La gérante a eu la bonne réaction. Elle n’a pas écrit à l’adresse e-mail indiquée dans le fichier texte, mais a contacté son prestataire informatique, qui a aussitôt commencé à analyser l’ampleur du sinistre.

Les premières nouvelles n’étaient guère encourageantes. Le cheval de Troie était déjà sur l’ordinateur depuis plusieurs semaines sans être actif et avait ainsi eu le temps de se répandre sans être détecté par des antivirus. Tous les disques durs du site principal avaient été cryptés. La base de données de recettes, la comptabilité des salaires et la saisie des heures de travail ne fonctionnaient plus. Sur l’un des sites de vente, il n’était même plus possible d’utiliser la caisse. «Cet incident nous a permis de réaliser à quel point beaucoup de choses étaient liées», indique le deuxième gérant.

Plus grave encore: des bons de commande, des bons de livraison et des factures avaient également été cryptés. S’il n’avait pas été possible de restaurer ces données, la boulangerie n'aurait plus été en mesure d'établir les factures de gros clients, ce qui aurait pu entraîner des pertes de chiffre d’affaires.

La boulangerie a néanmoins eu de la chance, car, peu de temps avant l’incident, l’entreprise avait conclu une assurance contre les cyberrisques  auprès d’Allianz. La gérante a informé son courtier en assurance, Mark Grüring, qui suit l’entreprise depuis de nombreuses années. «Tu sais quoi, nous avons un très gros problème», lui a-t-elle dit.

Le courtier a alors pris contact avec Allianz et discuté avec l’expert des mesures que la boulangerie prévoyait de prendre. Il a également transmis le devis pour la restauration des données et les appareils de remplacement. «Nous avons obtenu des réponses à nos demandes en quelques heures seulement. Allianz a toujours donné son accord et a fait preuve d’une très grande coopération», relève-t-il. L’acceptation rapide de la prise en charge des frais par Allianz a permis à la boulangerie de mandater immédiatement des experts informatiques et à la gérante d’être rassurée.

Et la bonne nouvelle est enfin arrivée: une entreprise informatique spécialisée dans la restauration de données cryptées a annoncé qu’elle était en mesure de restaurer les dossiers. Une quinzaine de jours plus tard, c’était chose faite, et la boulangerie a pu de nouveau fonctionner normalement.

La boulangerie a tiré les leçons de cet incident informatique.
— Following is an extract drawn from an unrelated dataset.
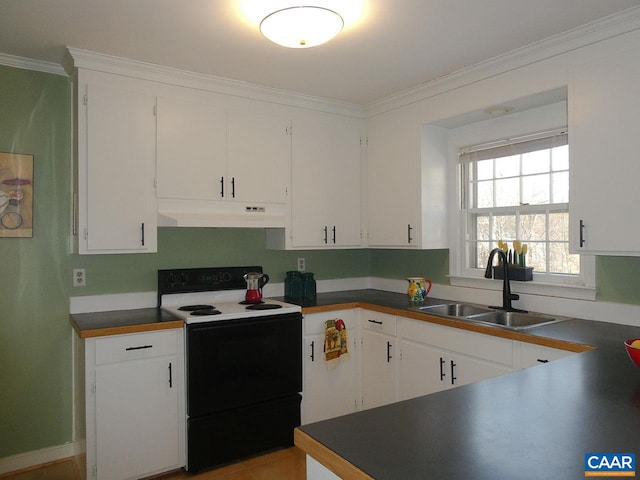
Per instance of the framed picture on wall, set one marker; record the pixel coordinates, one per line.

Les collaborateurs ont été sensibilisés à la menace que représentent les virus et les rançongiciels et à la procédure à suivre lorsque quelque chose ne fonctionne pas normalement. Par exemple, si le navigateur ou l’ordinateur est lent, c’est un indice de la présence d’un cheval de Troie ou d’une attaque de virus. Autre mesure prise par la suite: la révision complète du concept de sauvegarde des données. Il est particulièrement important d’effectuer aussi des sauvegardes sur des systèmes qui ne sont pas en réseau, estime la gérante: «Ne serait-ce que sur un disque dur externe qui est connecté le soir.»

Cet incident a également permis à Mark Grüring de renforcer sa sensibilisation à la question des cyberrisques. «J’aborde le sujet lors de chaque entretien avec un client. D’une part à des fins de prévention, et, d’autre part, pour la protection en cas de sinistre.» Il évoque alors l’offre sans cesse étoffée d’assurances contre les cyberrisques. Des exemples de sinistres comme celui de cette boulangerie vont encore accroître la demande de cyberassurances à l’avenir, les experts d’Allianz en ont eux aussi la certitude. En effet, tout le monde peut être victime d’une cyberattaque, partout et à tout moment. La sécurité – une bonne couverture – est donc un atout, en particulier à l’ère du numérique.